Third-party seller share has been trending up for years. Marketplace items now account for roughly 60% of total Amazon retail sales. For independent sellers, that means Prime Day is increasingly about competition among thousands of marketplace listings rather than Amazon's first-party deals. That is exactly where SmartScout's marketplace intelligence shows up.
Methodology
We compiled this report from multiple publicly available sources, drawing on a mix of primary disclosures (Amazon's official Prime Day recaps, press coverage, and SEC-tracked retail reporting) and third-party analytics platforms (Adobe Analytics, Numerator, NielsenIQ, Statista, and others).

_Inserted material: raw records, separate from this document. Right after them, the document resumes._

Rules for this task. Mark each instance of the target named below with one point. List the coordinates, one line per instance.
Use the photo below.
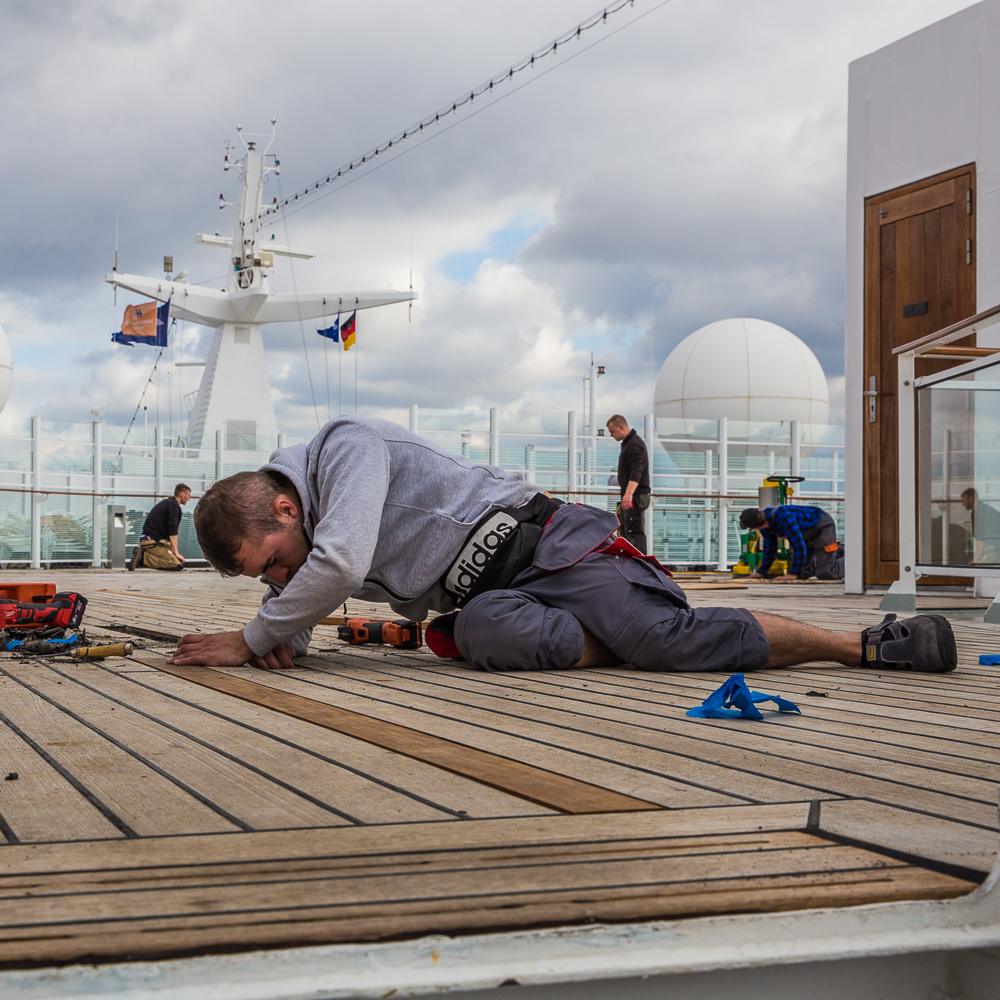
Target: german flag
(347, 330)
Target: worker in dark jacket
(633, 481)
(157, 549)
(810, 532)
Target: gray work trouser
(629, 605)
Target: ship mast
(234, 398)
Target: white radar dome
(6, 369)
(748, 370)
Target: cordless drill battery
(64, 610)
(402, 633)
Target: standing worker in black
(157, 549)
(633, 481)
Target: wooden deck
(368, 795)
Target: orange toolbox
(35, 593)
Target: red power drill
(402, 633)
(64, 610)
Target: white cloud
(688, 168)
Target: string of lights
(468, 97)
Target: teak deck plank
(794, 730)
(378, 786)
(248, 796)
(392, 840)
(689, 744)
(883, 790)
(634, 770)
(144, 801)
(822, 715)
(534, 784)
(40, 803)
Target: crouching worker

Because Amazon does not disclose Prime Day-specific revenue or unit figures for most metrics, several of the numbers in this article are estimates produced by independent analysts and agencies. Methodologies and geographic coverage differ between sources, so we have flagged those distinctions throughout the article rather than treating every figure as an exact measurement. All data reflects what was available as of November 2025.
Sources:
About Amazon, Adobe, Capital One Shopping, Chain Store Age, Digital Commerce 360, Fortune, GlobeNewswire, Kensium, Mobiloud, Nasdaq, NielsenIQ, Numerator, Omnia Retail, Practical Ecommerce, Productsup, Queue-it, Skai, Statista, Tinuiti.